After having started seven businesses over the last 10 years and as an enterprise ambassador for The Prince's Trust, I have been fortunate to view startup businesses and entrepreneurs in a variety of contexts. Below are seven lessons about starting up I have learned along the way.
1. Don't start out with capital. It doesn't matter how great an entrepreneur you are or will be. If you have a big pot of money up front, you'll likely waste it. I know I wasted some of what I managed to pull together when I started my first business (printing too many copies, having an unfocused marketing plan, etc.), and if I had more I would have wasted more. Instead, you need to complete the "hard yard" first. Get out there and test the concept with your customers. Nothing ever works out as planned and there will be unexpected problems. Find them before you waste money on them. Once you've proven the concept and have a better understanding of how the business will work, then it's time to use capital.
2. Don't call yourself a CEO…unless you are actually running an executive board. When I started my first business I was embarrassed to have the title of managing director when I had no staff. When I hear people introduce themselves as CEO of a small business, my first thought is they are simply in it for the prestige associated with the title. Work to put the business first and try to sustain and grow something exciting.
3. Think big and plan backwards. Ideas should be hugely ambitious from the beginning.

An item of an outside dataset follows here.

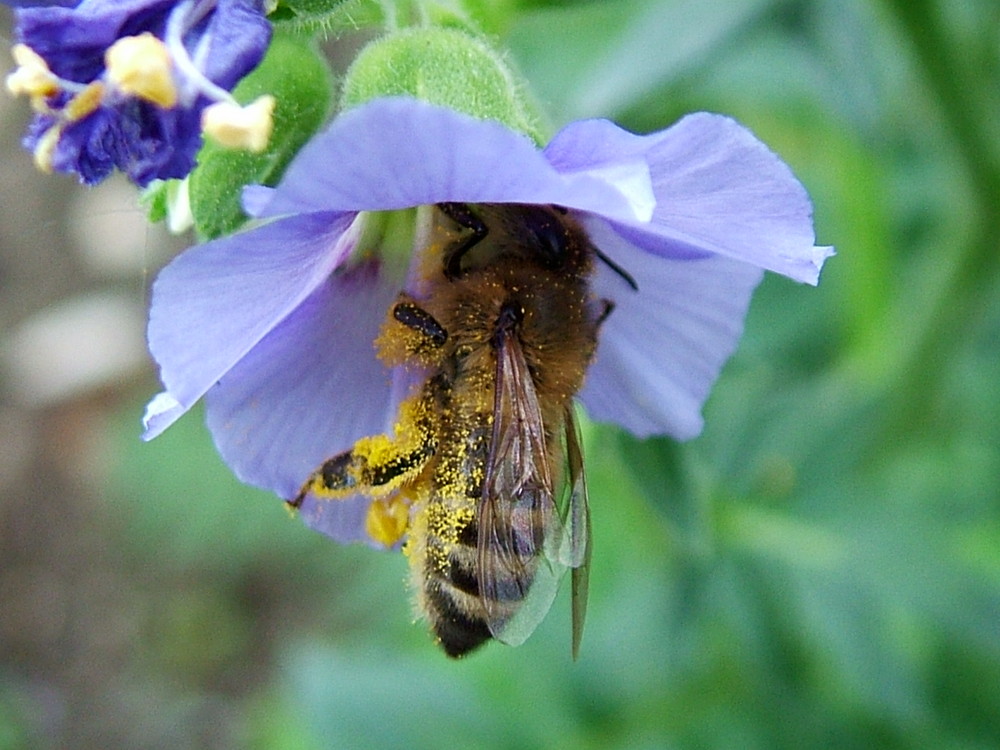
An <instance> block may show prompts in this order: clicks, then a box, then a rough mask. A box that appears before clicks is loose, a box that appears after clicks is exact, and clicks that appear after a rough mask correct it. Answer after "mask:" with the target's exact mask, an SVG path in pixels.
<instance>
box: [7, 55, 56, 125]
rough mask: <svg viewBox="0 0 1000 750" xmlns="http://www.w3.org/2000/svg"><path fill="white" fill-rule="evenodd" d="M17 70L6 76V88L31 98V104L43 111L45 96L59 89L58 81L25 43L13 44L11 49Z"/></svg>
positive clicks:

Only after having proposed it should you work your way backwards to determine whether or not it is feasible. At my companies, I am only interested in ideas that sound a little crazy. That's the time to get involved and create an achievable plan. For example, we wanted to launch a scheme to get independent publishers and bookshops to work together across the country. To execute, we started off in London with ten bookshops and a select group of publishers. The scheme, called Exclusively Independent, grew into the UK's largest project bringing independent companies together. While it might have seemed far-fetched from the beginning, we were able to break it down into feasible steps and go from there.
4. Implement the "double and half" rule. When you produce your first projections, it is fair to assume that the revenue will be half and the costs will be double. In my first projection, I proposed making a small profit on the first product. I saw myself owning an island by year three, as I increased production. Though these projections were completely unrealistic, they were the start of the learning process about forecasting. Keep working on your projections. When they stand up to your revenue and costs models, you'll be that much closer to a sustainable plan.
5. Don't mistake action with progress. You have to throw everything in when you start a business (I managed to take only one day of leave in my first four years of running my first company). That energy is what will sustain you during the initial years. But it is worth constantly stopping to evaluate what you are achieving and whether it will provide a return on your time. The moment I feel like I have been doing any task for a while, I make myself stop and consider whether this is the best use of my time. Time management and prioritizing will become an increasingly vital skill as your business grows.
6. Stop the bad and scale the good. Stopping when something isn't working is a harder skill to learn than it sounds. I have always found it difficult to accept when an idea turns out not to work in practice. As an entrepreneur, you have an innate drive not to give up and to turn a situation around. But learning to be honest with yourself and knowing the right time to stop is key. Conversely, you need to move fast as a small business. When something is working well, focus on how you can scale it quickly into something much bigger. If you're given a window of opportunity, take advantage of it.
7. Always, always learn. Any day you haven't learned something is a disaster. Since launching a global licensing business, I have had to learn about a wide range of subjects, from different markets and cultures, to open access debates and tax law. If you want to evolve and grow your business and staff, you should be involved in the process no matter what stage, and you should constantly be looking to learn from it. This can come through meetings or partners, or even by obsessively looking up new information on your phone every evening. I've found the best business leaders are constantly listening and learning.
Always understand what you are getting into and why as well as what is required to be successful. Using these as starting points, a founder can wisely grow his or her business while learning valuable lessons along the way.
Tom Chalmers is the founder and Managing Director of seven publishing and publishing related companies (including IPR License). He set up the first in 2005 at age 25. He has been shortlisted for UK Young Entrepreneur of the Year, UK Young Publisher of the Year and UK Young Publishing Entrepreneur of the Year, and longlisted for the Enterprising Young Brit Awards. He also speaks regularly on publishing and business.